A Second Chance, by David Bax
It wouldn’t really make sense for me to write a regular review for The 5th Quarter since it’s not really a regular movie. Insofar as it is, it’s hackneyed and manipulative in the worst way, executed at every turn with superficial direction choices and a general lack of understanding when it comes to editing. Aidan Quinn and Andie MacDowell, actors who have been transcendent in the past, are mere functionaries here, as is every other element of the film.
But when it comes to what it is all actually in function of, the temptation arises to give the movie a pass. The true story of a family who lost their youngest child at the age of fifteen and then channeled their grief into their oldest, who then inspired his 2006 Wake Forest football team to a miracle season, The 5th Quarter is essentially a 100-minute commercial for the charities that have been set up in the late Luke Abbate’s name, including a heavy advocacy for organ donation.

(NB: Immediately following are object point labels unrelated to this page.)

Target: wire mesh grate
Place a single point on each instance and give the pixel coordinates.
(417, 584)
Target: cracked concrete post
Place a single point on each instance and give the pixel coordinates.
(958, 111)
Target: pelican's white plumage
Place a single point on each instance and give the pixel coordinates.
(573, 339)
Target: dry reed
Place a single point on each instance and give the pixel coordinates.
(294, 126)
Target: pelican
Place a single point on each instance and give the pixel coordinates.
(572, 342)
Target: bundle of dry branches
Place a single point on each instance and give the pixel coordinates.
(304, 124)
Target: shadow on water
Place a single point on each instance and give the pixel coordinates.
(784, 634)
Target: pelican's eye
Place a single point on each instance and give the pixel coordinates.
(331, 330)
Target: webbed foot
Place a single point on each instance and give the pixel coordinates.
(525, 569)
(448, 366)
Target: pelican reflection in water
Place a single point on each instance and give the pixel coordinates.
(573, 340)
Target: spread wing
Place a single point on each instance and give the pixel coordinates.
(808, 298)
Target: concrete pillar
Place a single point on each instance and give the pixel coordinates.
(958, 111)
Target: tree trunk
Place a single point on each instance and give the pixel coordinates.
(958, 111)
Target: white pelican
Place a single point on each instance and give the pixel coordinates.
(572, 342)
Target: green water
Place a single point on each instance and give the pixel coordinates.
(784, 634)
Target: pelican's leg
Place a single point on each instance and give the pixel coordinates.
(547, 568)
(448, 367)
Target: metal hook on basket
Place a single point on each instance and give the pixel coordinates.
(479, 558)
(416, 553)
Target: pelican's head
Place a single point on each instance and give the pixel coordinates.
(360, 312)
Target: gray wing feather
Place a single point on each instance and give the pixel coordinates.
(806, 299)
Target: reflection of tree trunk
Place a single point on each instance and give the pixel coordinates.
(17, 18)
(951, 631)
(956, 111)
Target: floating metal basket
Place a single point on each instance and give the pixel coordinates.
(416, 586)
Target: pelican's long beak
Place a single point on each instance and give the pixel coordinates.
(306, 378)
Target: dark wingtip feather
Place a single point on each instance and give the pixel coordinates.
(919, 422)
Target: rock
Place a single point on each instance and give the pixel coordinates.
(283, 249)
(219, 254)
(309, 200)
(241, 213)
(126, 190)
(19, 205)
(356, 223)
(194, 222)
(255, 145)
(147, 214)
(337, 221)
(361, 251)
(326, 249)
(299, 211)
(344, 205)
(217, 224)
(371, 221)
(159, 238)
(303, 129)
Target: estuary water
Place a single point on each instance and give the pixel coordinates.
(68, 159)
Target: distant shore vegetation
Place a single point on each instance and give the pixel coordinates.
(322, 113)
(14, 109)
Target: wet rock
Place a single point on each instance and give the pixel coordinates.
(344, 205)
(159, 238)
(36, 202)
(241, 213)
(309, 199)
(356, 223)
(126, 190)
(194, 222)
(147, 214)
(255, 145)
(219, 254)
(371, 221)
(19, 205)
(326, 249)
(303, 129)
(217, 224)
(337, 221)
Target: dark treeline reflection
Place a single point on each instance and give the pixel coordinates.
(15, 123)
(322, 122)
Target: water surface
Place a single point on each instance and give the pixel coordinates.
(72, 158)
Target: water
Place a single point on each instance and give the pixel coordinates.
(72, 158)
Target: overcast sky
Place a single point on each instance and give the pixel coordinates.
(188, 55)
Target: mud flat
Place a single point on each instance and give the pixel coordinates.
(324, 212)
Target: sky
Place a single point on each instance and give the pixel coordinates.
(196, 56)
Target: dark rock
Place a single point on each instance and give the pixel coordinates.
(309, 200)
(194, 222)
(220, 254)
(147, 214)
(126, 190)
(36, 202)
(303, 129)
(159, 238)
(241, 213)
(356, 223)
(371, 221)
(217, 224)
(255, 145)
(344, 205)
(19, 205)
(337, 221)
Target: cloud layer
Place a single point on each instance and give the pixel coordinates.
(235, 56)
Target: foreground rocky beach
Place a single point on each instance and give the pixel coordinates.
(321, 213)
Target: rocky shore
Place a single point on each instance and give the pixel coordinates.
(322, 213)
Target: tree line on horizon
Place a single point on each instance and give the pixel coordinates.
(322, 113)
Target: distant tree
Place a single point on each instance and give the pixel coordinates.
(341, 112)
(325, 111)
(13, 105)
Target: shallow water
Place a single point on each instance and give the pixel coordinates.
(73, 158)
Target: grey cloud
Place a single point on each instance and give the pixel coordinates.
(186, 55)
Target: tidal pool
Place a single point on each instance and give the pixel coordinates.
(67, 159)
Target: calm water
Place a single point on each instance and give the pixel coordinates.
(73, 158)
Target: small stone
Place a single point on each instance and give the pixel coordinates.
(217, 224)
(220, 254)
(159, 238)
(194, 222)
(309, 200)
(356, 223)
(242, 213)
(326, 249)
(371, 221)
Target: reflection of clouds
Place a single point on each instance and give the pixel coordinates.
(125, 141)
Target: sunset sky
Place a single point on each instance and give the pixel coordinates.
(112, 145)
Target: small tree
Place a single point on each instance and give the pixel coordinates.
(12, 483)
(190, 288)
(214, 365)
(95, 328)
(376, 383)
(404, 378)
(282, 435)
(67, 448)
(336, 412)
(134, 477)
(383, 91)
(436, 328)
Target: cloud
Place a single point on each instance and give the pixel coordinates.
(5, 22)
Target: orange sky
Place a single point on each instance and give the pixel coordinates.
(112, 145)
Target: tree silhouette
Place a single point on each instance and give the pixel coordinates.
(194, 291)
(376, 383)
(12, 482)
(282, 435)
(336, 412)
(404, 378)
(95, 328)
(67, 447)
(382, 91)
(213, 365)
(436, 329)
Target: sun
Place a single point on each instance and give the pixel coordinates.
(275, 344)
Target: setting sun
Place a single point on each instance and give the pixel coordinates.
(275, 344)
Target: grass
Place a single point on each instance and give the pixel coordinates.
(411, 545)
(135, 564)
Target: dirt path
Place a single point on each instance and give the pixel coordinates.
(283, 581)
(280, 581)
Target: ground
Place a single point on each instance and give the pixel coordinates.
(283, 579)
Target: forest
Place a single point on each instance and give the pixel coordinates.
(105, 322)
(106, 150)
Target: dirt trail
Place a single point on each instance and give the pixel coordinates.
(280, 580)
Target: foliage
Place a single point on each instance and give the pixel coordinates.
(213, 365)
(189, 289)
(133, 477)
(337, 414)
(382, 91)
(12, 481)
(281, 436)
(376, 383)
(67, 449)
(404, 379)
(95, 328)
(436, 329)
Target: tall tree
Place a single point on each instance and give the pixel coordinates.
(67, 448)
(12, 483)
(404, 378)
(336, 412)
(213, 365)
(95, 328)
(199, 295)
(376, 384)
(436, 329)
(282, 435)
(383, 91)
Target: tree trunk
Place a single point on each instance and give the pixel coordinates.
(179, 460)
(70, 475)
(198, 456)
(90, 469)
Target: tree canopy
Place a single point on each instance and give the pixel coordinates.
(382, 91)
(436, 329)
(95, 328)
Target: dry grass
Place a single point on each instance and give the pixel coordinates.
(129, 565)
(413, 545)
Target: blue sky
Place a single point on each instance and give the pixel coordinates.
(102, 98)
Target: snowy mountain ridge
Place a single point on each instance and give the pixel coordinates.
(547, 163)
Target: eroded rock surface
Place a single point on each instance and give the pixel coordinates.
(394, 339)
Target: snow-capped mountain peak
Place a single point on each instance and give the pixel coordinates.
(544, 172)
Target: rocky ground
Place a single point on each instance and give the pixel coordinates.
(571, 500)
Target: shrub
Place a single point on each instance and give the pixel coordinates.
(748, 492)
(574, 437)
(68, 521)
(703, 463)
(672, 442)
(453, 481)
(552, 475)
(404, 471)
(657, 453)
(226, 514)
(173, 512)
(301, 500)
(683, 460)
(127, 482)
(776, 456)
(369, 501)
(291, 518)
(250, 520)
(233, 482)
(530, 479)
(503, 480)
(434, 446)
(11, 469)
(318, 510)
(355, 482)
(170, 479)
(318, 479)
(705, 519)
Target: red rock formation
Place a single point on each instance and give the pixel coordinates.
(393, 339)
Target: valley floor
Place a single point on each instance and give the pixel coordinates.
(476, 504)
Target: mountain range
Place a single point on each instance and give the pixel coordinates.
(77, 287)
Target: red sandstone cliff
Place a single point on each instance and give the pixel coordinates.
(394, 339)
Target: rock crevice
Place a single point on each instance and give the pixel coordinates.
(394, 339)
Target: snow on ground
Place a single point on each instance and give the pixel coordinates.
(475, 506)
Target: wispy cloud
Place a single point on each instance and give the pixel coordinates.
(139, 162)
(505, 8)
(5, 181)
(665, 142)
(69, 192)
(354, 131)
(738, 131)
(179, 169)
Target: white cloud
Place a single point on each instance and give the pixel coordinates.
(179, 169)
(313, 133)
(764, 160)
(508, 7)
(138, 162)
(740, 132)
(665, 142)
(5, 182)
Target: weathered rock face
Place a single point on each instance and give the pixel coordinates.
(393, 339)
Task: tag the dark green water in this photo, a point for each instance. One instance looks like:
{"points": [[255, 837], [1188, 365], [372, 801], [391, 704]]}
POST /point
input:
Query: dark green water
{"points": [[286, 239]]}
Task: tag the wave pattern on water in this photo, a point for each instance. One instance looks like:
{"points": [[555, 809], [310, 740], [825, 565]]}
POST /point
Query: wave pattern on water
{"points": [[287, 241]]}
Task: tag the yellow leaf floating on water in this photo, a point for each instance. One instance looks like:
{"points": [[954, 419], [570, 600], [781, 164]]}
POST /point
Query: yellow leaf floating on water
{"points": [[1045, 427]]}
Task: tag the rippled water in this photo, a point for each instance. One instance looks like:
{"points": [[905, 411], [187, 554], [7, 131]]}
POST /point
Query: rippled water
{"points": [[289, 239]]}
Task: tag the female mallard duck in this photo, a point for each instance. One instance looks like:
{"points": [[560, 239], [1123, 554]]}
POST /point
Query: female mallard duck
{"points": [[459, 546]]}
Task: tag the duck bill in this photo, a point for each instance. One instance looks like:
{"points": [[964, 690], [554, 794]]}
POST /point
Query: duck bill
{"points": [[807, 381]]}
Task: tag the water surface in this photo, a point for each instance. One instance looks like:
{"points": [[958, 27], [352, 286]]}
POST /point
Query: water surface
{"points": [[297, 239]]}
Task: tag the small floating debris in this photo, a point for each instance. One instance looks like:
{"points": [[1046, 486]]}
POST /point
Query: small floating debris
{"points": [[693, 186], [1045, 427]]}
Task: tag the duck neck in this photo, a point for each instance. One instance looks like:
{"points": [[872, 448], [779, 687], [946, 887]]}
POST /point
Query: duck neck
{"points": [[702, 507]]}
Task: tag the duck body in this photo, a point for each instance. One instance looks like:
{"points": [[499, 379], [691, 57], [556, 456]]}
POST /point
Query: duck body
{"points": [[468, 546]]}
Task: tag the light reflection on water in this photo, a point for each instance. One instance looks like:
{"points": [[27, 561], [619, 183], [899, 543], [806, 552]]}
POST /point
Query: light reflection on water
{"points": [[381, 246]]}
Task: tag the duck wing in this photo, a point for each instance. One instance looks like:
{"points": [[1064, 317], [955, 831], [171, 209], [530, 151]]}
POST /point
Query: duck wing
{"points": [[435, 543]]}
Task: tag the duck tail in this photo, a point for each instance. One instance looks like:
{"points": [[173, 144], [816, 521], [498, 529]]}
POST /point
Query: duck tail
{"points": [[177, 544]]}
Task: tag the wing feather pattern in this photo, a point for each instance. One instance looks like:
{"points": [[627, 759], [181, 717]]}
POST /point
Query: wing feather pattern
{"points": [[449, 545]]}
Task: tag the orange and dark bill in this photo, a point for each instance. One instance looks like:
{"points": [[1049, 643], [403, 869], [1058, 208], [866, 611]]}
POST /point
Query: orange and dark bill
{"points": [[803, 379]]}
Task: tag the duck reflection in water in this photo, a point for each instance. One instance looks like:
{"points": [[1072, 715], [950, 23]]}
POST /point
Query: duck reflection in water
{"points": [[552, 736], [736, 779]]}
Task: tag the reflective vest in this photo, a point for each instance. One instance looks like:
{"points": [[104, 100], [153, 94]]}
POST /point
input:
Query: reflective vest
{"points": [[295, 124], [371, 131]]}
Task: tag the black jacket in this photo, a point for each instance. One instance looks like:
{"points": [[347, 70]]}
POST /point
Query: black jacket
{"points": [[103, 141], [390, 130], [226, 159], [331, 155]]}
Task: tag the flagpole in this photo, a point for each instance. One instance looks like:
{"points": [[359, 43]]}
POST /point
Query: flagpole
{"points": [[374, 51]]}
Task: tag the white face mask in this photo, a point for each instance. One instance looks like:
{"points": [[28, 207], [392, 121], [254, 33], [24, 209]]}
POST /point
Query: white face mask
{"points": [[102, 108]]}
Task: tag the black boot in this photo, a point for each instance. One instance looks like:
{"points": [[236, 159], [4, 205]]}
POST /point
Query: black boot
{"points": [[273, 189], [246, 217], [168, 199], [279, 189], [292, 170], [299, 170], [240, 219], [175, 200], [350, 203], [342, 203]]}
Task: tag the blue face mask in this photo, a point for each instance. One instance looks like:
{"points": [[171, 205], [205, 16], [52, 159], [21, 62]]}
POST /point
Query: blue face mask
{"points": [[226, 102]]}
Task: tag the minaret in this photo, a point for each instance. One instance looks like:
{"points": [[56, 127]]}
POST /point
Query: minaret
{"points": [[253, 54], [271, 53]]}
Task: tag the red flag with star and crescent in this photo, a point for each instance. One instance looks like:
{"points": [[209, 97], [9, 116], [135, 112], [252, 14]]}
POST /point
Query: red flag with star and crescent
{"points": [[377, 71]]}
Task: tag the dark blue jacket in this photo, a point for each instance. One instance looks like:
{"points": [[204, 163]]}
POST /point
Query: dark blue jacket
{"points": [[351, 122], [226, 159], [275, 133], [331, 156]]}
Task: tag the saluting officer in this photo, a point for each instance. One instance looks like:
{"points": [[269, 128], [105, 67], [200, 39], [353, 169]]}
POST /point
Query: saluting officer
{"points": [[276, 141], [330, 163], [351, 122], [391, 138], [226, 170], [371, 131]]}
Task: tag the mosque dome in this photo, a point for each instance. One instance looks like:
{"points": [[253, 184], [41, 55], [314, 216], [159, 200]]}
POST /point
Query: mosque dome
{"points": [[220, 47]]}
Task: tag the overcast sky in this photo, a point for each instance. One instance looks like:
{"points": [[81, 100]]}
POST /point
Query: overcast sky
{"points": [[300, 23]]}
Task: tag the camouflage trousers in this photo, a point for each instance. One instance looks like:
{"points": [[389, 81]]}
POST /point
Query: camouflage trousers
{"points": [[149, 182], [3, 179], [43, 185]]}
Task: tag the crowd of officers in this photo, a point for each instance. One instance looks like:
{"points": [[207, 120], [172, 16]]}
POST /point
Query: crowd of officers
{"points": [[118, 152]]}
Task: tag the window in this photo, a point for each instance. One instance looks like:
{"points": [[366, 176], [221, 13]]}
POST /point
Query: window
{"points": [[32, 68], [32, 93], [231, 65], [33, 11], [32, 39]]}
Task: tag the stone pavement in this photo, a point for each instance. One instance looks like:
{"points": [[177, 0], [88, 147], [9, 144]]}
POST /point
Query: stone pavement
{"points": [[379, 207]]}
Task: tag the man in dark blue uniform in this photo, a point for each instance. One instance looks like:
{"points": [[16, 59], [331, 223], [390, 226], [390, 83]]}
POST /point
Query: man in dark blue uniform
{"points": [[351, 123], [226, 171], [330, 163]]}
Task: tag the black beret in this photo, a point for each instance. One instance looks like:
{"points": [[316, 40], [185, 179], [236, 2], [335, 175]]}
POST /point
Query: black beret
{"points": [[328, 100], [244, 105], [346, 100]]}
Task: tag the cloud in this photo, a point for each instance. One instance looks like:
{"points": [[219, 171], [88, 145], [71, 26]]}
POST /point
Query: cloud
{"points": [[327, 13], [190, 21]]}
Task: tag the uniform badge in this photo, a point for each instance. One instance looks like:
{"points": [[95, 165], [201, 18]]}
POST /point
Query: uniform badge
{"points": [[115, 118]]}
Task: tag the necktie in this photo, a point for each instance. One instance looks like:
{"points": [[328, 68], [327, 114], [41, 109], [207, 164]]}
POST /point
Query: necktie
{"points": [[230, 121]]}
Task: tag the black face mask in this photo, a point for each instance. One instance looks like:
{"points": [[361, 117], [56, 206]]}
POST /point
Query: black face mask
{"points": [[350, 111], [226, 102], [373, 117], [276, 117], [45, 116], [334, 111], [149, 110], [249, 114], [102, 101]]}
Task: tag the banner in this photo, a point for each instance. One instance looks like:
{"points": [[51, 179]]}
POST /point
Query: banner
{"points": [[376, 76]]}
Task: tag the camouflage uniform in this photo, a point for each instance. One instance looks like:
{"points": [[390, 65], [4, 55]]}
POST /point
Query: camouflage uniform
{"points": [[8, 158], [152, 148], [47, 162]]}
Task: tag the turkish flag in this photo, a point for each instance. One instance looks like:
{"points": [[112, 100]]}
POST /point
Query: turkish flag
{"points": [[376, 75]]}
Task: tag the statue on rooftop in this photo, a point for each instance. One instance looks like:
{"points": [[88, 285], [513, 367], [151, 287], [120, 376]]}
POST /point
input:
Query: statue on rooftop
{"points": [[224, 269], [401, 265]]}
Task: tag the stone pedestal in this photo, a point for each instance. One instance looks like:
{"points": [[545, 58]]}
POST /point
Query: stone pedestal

A digression now. My father died almost 7 ½ years ago, very suddenly at the age of 45. You wouldn’t know it based on his eldest son’s misanthropy but my dad was a guy that everyone liked. The funeral procession was well over a mile long and the funeral home manager said it was about the most well-attended wake he’d ever seen. The effect he’d had on his fellow man during his time here was mightily apparent. It might have ended there but, luckily for us, my parents believed strongly in, and had extensively discussed, organ donation. My dad, being healthier than the average 45-year-old man, was a ripe donor and was able to provide a handful of organs for transplant. In the ensuing years, we’ve become close with the family of the boy who got one of his kidneys but, even if we hadn’t, the knowledge that pieces of him lived on and saved lives goes a long, long way toward making his untimely death easier to accept.
The Abbate family, in The 5th Quarter and probably in real life, believe in God and in an afterlife. I don’t. However, even with its almost pitiable amateurishness, the movie illustrates the very real, physical and lasting ways in which the dead stay with us. It’s up to us to decide what we’re going to do with their remnants.